Богема | страница 22
Близился вечер. Портьеры были полузадернуты. Красное дерево шифоньерок и кресел в сумерках поблескивало мрачно, почти зловеще. На высокой тумбе под большим шелковым абажуром, похожим на зонтик, стояла готовая вспыхнуть лампа. Несколько столиков, накрытых белоснежными скатертями, напоминали хороший ресторан. За одним из них сидел издатель Кожебаткин. Вид у него был мрачный. Он перебирал листки со стихами, написанными мелким рассыпчатым почерком. Я вошел в комнату.
— Рюрик Александрович, — крикнул Кожебаткин, — послушайте, что он со мной сделал.
— О ком вы говорите? — спросил я, подходя к его столику.
— О ком? Конечно, о Есенине. Полюбуйтесь. — И протянул лист бумаги.
Я узнал бисерный почерк Сергея.
— Обыкновенная расписка. — Я улыбнулся.
— Хорошо говорить — обыкновенная! Но ведь это обязательство. Я поверил, а он меня обманул. И вы считаете это обыкновенным?
— Короче говоря, Есенин не успел сдать вовремя стихи?
— Что значит — не успел? Я купил у него книгу стихов, выплатил вперед гонорар, рукопись он обещал представить мне на другой день. Проходит день, два, три, неделя, две недели. Я никак не могу добиться от него стихов. Наконец я поймал его вот здесь и, чуть ли не заперев на ключ в комнате Марии Павловны, заставил составлять сборник. А он сбежал.
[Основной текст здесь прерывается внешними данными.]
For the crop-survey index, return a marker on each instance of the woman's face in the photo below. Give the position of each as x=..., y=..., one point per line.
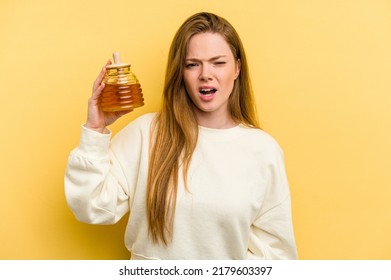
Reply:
x=209, y=75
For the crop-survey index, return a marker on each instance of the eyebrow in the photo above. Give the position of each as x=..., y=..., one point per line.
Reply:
x=210, y=59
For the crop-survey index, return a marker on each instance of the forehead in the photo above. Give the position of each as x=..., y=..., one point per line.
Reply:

Как вы назовете этот поступок?
Мне стало смешно.
— Вы улыбаетесь, — рассердился Кожебаткин, — а каково мне?
В столовой Карпович появился еще один гость.
Небольшого роста, с высоко поднятой головой, он порывисто вошел в комнату.
Поздоровавшись с теми, кого знал, и чуть склонившись в сторону незнакомых, обратился к Николаю Клюеву, сидевшему за одним из столиков:
— Как, и вы здесь?
— Проездом, — тихо сказал тот, смотря на Мандельштама — это был он — испытующе. И не дожидаясь вопроса, откуда и куда, добавил: — В Олонецкую спешу, поближе к своей избе, здесь уж больно суматошно.
— И тошно? — захохотал Есенин; входя в комнату, он слышал последнюю фразу Николая. — Да вы его, Осип Эмильевич, не слушайте, он все врет. Сначала к Петербургу присосался, а когда там стало пустовато, перекочевал в Белокаменную. Пока он все соки из нее не высосет, не оторвется.
Клюев нахмурился, медленно и плавно перекрестил Есенина и сказал:
— Изыди, сатана! — И обратился к Мандельштаму: — Это не Сереженька говорит, а дьявол, который ворвался в его душу.
Мандельштам слушал перебранку двух поэтов, чуждых ему по духу, но таланты их он, конечно, понимал и ценил, с улыбкой, которую можно было истолковать по-разному. В ней были и мягкая ирония, и явно сдерживаемое чувство превосходства высокого искусства, парящего в небесах, над земными делами и явлениями. У Мандельштама было свойство, которого многим недоставало: он понимал все человеческие порывы, и высокие, и низкие, все человеческие достоинства и все человеческие слабости.